Sens. Lindsey Graham (R-South Carolina) and Kirsten Gillibrand (D-New York) introduced the “Ending Forced Arbitration of Sexual Harassment Act of 2017” this month to “void forced arbitration agreements that prevent sexual harassment survivors from getting the justice they deserve.”
“When I recently met with Senator Graham on Capitol Hill to discuss cybersecurity and immigration issues, he followed those topics with a compelling appeal that we consider this new legislation,” Smith writes.
The impact of arbitration agreements has become more clear amid the wave of sexual harassment and assault allegations against prominent men in media, technology and government. These “pre-dispute arbitration clauses” prevent employees from suing companies in court, and the resulting settlements often include non-disclosure agreements that prevent victims from talking about their cases.

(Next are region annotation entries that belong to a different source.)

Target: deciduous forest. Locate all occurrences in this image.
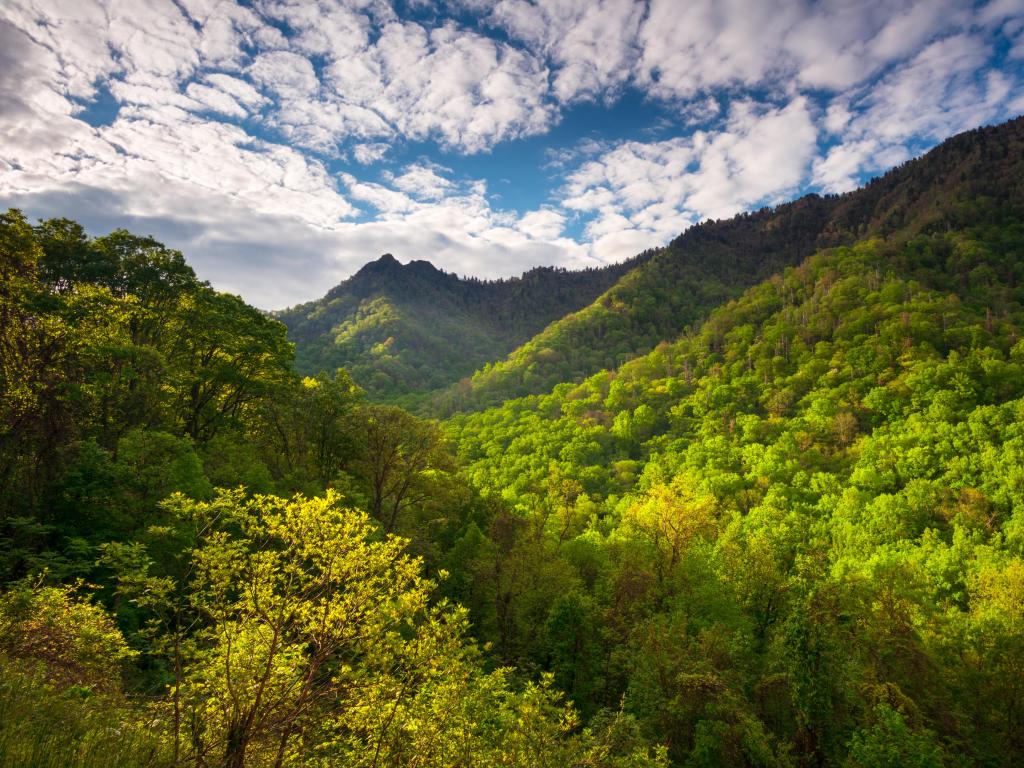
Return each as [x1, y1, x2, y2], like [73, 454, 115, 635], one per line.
[0, 119, 1024, 768]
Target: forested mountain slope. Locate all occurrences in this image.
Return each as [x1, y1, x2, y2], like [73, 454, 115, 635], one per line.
[447, 126, 1024, 768]
[0, 210, 665, 768]
[274, 254, 644, 399]
[433, 119, 1024, 413]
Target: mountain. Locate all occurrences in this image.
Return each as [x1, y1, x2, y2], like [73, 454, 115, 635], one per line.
[274, 254, 645, 399]
[445, 114, 1024, 768]
[432, 118, 1024, 414]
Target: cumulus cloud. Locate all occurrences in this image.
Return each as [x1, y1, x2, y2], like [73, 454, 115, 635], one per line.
[0, 0, 1024, 307]
[814, 34, 1024, 191]
[561, 97, 816, 256]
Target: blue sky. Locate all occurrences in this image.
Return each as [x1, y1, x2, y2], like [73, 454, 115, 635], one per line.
[0, 0, 1024, 308]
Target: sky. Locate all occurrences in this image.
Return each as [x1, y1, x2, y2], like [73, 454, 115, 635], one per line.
[0, 0, 1024, 309]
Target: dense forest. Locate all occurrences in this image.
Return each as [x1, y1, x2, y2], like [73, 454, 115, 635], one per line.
[0, 114, 1024, 768]
[274, 254, 649, 408]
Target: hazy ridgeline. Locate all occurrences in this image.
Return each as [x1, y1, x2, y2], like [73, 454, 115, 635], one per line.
[0, 115, 1024, 768]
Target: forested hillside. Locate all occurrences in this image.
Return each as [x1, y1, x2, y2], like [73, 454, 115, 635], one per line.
[0, 114, 1024, 768]
[433, 119, 1024, 414]
[0, 211, 664, 768]
[274, 249, 646, 402]
[449, 201, 1024, 766]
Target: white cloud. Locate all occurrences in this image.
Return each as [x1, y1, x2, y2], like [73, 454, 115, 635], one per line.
[814, 34, 1024, 191]
[0, 0, 1024, 306]
[562, 97, 816, 240]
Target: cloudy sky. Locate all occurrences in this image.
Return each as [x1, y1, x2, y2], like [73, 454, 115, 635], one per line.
[0, 0, 1024, 308]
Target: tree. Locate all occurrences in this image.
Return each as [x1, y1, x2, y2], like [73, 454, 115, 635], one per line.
[353, 406, 454, 534]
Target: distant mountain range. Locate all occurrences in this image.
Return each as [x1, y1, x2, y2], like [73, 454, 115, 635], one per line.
[274, 253, 650, 409]
[276, 118, 1024, 415]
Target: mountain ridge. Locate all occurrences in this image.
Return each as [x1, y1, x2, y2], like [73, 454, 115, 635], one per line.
[431, 118, 1024, 415]
[272, 247, 648, 402]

Here’s the explanation from Smith about the company’s decision to support the bill:
We appreciate that many companies and business associations believe that the opportunity for private arbitration is sufficient. A great many responsible companies – Microsoft among them – have put in place a variety of internal processes so employees can escalate concerns. Arbitration alone has seemed reasonable to supplement these processes, and for most issues that seems appropriate.
But as each new story about sexual harassment demonstrates, current approaches in this area have proven insufficient. Even as we look squarely at the sins of the past, we must take stronger steps to prevent these problems in the future. Because the silencing of voices has helped perpetuate sexual harassment, the country should guarantee that people can go to court to ensure these concerns can always be heard.
We concluded that if we were to advocate for legislation ending arbitration requirements for sexual harassment, we should not have a contractual requirement for our own employees that would obligate them to arbitrate sexual harassment claims. And we should act immediately and not wait for a new law to be passed. For this reason, effective immediately, we are waiving the contractual requirement for arbitration of sexual harassment claims in our own arbitration agreements for the limited number of employees who have this requirement.
As we look ahead to 2018, it’s important that we all take new steps to address this problem. Every person deserves a workplace where he or she is treated with respect. We’ll continue to identify new opportunities within our own company to support the respectful culture we’re working to advance, and many other companies no doubt will do so as well. But we should also identify steps we can take together as a country. This important and bipartisan piece of legislation is one such step.
According to the bill’s backers, an estimated 60 million Americans have “forced arbitration” clauses in their employment contracts.